Das Halsband des Leoparden
»Geben Sie es zu, meine Freunde: Als ich sagte, dass ich den Code schon vor Mr. Fandorin entschlüsselt hätte, hielten Sie das für Prahlerei. Aber es ist die reine Wahrheit. Anhand der blitzsauberen Orgeltasten hatte ich gleich einen Verdacht, was das für ein Code war. Ich musste es nur überprüfen. Darum bat ich Watson, mir den Geigenkasten zu bringen, der eine Sammlung der bekanntesten Musikstücke enthält. Welches ich mir als Erstes ansehen musste, sagte mir das Mephistophelesbild an der Wand … Das ist schon die ganze Deduktion.

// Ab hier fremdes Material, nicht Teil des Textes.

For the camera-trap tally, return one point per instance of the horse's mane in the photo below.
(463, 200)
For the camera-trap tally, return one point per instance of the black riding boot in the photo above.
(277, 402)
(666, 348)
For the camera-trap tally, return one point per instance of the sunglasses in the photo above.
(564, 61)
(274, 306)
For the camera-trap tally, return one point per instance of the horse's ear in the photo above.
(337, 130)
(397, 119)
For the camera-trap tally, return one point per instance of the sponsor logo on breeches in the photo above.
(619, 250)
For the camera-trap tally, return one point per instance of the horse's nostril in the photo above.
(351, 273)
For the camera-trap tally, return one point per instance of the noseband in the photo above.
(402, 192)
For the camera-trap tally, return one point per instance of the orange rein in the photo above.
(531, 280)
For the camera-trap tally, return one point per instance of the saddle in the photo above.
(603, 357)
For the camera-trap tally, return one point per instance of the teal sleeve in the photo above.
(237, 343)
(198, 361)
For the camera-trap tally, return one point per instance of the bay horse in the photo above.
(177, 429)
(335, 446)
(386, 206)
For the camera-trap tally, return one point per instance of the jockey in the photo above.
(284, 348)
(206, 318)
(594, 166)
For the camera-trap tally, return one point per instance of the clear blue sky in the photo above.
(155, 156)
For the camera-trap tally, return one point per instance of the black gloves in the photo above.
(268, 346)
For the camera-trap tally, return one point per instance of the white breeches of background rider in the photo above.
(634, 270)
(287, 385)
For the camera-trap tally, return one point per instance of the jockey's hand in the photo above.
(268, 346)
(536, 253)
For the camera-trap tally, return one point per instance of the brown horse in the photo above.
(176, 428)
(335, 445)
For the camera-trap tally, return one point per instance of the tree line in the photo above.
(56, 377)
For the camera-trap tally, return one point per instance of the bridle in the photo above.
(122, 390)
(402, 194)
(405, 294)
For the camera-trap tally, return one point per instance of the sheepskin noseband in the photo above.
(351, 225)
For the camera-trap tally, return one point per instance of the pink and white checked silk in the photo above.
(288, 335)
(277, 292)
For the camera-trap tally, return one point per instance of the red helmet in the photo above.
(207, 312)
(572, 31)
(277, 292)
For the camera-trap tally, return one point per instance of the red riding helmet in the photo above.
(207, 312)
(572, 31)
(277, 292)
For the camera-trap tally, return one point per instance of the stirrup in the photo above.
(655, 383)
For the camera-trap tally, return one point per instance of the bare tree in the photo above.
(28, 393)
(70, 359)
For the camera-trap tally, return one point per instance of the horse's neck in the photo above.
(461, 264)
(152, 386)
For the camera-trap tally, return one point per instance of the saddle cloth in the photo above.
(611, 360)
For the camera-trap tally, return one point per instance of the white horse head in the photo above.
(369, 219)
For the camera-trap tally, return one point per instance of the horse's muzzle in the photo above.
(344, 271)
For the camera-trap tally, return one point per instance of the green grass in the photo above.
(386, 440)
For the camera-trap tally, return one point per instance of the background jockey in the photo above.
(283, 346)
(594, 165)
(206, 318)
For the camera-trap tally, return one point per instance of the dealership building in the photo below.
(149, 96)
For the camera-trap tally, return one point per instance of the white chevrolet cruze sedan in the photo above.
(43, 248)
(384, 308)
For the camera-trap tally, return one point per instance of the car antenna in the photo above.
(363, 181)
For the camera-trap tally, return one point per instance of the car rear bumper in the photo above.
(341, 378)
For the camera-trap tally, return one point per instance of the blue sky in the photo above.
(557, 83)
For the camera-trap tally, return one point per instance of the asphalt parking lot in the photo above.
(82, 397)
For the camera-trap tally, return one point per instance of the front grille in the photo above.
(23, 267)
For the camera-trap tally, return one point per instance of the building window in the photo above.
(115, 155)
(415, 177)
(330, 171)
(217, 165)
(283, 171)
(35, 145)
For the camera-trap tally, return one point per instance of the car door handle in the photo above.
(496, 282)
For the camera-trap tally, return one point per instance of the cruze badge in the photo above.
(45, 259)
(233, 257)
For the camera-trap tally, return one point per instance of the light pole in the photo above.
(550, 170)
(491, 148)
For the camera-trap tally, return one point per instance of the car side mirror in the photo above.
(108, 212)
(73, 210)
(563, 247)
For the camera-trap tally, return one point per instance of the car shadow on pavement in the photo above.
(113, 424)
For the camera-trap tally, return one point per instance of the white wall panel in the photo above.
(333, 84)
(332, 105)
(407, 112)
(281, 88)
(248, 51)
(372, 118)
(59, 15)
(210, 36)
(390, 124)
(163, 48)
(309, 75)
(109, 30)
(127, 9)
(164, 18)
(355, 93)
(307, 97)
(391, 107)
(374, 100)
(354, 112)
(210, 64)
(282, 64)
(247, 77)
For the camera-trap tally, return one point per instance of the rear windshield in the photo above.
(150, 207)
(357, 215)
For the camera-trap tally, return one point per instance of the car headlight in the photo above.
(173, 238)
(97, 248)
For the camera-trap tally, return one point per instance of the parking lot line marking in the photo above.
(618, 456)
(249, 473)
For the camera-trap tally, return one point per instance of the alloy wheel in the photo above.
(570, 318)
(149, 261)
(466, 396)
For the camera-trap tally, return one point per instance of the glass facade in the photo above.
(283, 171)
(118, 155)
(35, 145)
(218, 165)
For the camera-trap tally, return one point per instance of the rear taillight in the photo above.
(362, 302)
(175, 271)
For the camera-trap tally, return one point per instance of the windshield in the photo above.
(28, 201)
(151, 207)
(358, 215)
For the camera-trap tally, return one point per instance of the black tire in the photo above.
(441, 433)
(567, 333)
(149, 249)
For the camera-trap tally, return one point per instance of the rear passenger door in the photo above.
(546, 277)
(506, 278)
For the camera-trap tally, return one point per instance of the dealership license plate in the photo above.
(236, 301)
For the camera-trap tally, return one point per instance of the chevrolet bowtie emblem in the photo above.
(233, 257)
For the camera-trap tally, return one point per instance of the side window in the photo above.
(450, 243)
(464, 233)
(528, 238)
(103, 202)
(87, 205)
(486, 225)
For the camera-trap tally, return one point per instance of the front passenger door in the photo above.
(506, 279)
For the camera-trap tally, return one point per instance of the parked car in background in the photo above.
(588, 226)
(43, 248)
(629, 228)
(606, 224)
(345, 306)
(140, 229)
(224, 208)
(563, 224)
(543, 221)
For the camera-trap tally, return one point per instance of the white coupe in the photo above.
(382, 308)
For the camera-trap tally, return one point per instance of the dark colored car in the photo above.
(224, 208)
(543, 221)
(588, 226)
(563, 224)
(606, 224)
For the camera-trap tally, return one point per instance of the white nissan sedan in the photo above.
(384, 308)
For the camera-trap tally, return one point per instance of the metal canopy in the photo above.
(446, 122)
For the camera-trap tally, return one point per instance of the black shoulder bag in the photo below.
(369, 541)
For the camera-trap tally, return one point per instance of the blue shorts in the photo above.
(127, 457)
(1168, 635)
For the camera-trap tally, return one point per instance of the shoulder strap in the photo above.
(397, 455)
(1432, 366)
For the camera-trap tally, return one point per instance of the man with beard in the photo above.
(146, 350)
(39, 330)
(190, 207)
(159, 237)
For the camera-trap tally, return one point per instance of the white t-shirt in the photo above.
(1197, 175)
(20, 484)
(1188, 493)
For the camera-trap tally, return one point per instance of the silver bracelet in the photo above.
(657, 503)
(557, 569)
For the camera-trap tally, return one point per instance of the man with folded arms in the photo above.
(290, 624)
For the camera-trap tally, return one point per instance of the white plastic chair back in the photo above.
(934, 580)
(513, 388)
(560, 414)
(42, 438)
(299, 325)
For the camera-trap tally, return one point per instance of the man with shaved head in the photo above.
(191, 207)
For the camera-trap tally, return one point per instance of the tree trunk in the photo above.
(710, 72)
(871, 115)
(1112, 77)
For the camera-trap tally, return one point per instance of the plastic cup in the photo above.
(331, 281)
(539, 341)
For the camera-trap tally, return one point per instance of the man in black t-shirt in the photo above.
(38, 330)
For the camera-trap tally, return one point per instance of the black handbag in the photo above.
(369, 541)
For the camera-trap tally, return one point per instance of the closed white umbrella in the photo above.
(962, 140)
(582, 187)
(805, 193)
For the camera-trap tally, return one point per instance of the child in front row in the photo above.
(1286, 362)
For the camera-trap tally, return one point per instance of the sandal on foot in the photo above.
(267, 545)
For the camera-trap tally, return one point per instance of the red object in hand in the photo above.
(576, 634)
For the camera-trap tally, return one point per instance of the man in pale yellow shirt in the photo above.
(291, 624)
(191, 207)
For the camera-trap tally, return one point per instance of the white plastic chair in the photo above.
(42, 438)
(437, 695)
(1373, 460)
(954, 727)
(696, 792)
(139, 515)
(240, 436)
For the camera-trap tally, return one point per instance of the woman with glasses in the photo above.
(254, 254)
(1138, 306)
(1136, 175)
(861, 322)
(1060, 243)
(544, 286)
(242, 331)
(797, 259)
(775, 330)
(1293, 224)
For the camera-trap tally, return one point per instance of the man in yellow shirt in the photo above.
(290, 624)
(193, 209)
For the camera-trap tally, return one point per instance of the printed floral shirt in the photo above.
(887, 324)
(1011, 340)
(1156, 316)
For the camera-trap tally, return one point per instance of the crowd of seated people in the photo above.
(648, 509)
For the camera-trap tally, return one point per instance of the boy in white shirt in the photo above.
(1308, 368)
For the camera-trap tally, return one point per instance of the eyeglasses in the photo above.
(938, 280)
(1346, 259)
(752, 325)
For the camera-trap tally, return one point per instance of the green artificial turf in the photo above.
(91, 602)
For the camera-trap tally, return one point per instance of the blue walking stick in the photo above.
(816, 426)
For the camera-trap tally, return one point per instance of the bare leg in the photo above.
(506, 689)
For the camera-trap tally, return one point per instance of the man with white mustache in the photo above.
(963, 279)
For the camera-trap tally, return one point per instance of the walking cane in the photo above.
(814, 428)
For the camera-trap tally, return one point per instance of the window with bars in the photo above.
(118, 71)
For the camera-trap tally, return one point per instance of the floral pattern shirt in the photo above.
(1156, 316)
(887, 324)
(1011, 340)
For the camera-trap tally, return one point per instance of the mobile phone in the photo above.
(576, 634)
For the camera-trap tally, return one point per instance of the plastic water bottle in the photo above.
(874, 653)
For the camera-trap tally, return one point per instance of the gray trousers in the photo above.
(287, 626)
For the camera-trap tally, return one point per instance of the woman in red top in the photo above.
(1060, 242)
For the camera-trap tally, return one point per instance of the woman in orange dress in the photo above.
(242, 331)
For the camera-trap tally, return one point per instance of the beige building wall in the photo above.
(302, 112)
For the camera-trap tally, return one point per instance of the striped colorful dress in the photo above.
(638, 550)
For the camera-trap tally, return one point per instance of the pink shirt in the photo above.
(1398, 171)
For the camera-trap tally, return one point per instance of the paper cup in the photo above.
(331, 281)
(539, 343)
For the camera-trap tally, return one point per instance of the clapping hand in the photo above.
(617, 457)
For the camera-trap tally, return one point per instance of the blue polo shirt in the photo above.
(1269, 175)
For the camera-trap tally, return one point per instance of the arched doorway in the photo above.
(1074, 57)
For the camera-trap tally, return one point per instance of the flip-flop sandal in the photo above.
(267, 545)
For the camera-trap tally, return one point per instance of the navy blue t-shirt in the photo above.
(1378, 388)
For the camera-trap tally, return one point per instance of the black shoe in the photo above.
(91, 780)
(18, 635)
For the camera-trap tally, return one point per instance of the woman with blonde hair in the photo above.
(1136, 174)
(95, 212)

Ich ging hinunter ins Orgelzimmer, öffnete das Versteck und fand dort zu meiner Überraschung keine Bombe, sondern eine Truhe mit Schmuck. Die Hypothese, die ich nach dieser Entdeckung entwickelte, kam der Wahrheit ziemlich nahe. Nur in einem Punkt irrte ich: Ich hielt Des Essarts und Bosquot für ein und dieselbe Person. Dieser Irrtum ließ mich später an der Richtigkeit meiner Vermutung zweifeln. Ichglaubte an die Unschuld dieser Schauspielerin. Mein Gott, ich bat sie sogar um Verzeihung!«
Watson-Sensei kramte noch immer in den Schmuckkästchen.
»Aber warum mein Koffer, Holmes?«
»Die Idee kam mir, als ich entdeckte, dass die Truhe und Ihr Koffer die gleiche Größe haben. Ich dachte: Monsieur Lupin wollte sich mit mir einen Scherz erlauben, nun, dann werde ich ihn auch ein wenig foppen. Mich interessierte, wie er vorgehen würde. Ich vermutete zu Recht, dass Lupin keine Zeit damit verschwenden würde, die Schlösser Ihres Koffers zu öffnen. Es würde ihm gar nicht in den Sinn kommen, dass es außer ihm noch andere Leute auf der Welt gibt, die einen guten Scherz zu schätzen wissen. Offen gestanden, habe ich noch einen weiteren Fehler gemacht. Als ich sah, dass der Sack, den ›Des Essarts‹ mitbrachte, echte Geldscheine enthielt (zumindest oben), würdigte ich seine Pedanterie. Aber ich hatte Lupins Großzügigkeit unterschätzt, seinen Hang zu großen Gesten. Ich war überzeugt, dass er sich nicht mit dem Inhalt des Verstecks begnügen, sondern auch die Franc zurückhaben wollen würde. Ein grober Fehler. Oder zumindest ein halber Fehler. Nicht der Anführer wollte sich das Geld holen, sondern sein Komplize – aus Gier auf die Vierzigtausend. Tja … Bei dieser Geschichte hat jeder Verluste erlitten. Arsène Lupin hat für vierzigtausend Franc Watsons Hemden und Unterhosen erworben. Watson steht ohne Koffer da. Mr. Shibata ist voller Schrammen und blauer Flecke. Bosquot hat ein halbes Ohr einbebüßt. Der falsche Professor hat sich den Finger abgeschossen. Und wir beide, Fandorin, haben uns die Gelegenheit entgehen lassen, einen genialen Betrüger zu fangen. Wie dem auch sei« – er blickte zur Uhr –, »seit zwanzig Minuten leben wir nun in einem Jahrhundert, das mit ›neunzehnhundert‹ beginnt. Nach dem Vorspiel zu urteilen, verheißt das neue Jahrhundert Schlauköpfen wie uns beiden nicht die angenehmsten Überraschungen.«
»Was ist das?«
Der Doktor trat ans Fenster (wir befanden uns im ersten Stock). Weit hinten, am Tor, bewegten sich Lichter. Dann vernahmen wir einen durch die Entfernung gedämpften Pfiff.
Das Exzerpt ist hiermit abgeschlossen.